Somewhere along the way, people noticed that gerbils had traits that made them appealing beyond the lab. They were small, social, relatively odorless compared to mice, easy to handle, and active during the day. By the late 1960s and into the 1970s, gerbils had crossed over into the commercial pet trade. Their popularity grew quickly in both the U.S. and the U.K., and they’ve remained a common small pet ever since.
Why Their Origins Still Matter
The fact that Western pet gerbils descend from just nine breeding animals has real consequences. Genetic studies using microsatellite markers (short, repeating segments of DNA used to measure diversity) have found remarkably low genetic variation in laboratory gerbil populations. This limited gene pool means pet gerbils are more genetically similar to one another than most domesticated animals, which can influence their susceptibility to certain health conditions.

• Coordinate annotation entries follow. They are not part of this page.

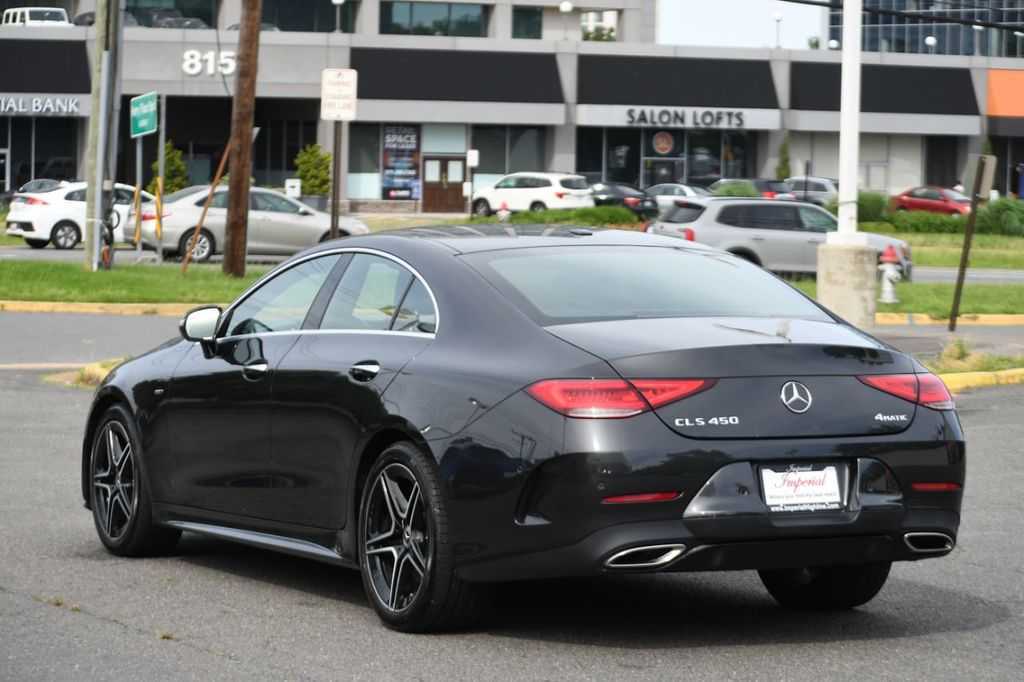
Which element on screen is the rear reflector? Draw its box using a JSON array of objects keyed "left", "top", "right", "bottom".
[
  {"left": 910, "top": 483, "right": 961, "bottom": 493},
  {"left": 526, "top": 379, "right": 715, "bottom": 419},
  {"left": 857, "top": 374, "right": 955, "bottom": 410},
  {"left": 601, "top": 493, "right": 682, "bottom": 505}
]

Their desert origins also shape what they need as pets. Gerbils have a strong instinct to dig, a reflection of their burrowing lifestyle in the Mongolian steppe. They thrive with deep bedding, low-humidity environments, and a seed-based diet that mirrors what they would forage in the wild. Their social nature in the wild also means they do best when kept in pairs or small groups rather than alone. Understanding where gerbils come from is, in practical terms, the best guide to keeping them healthy.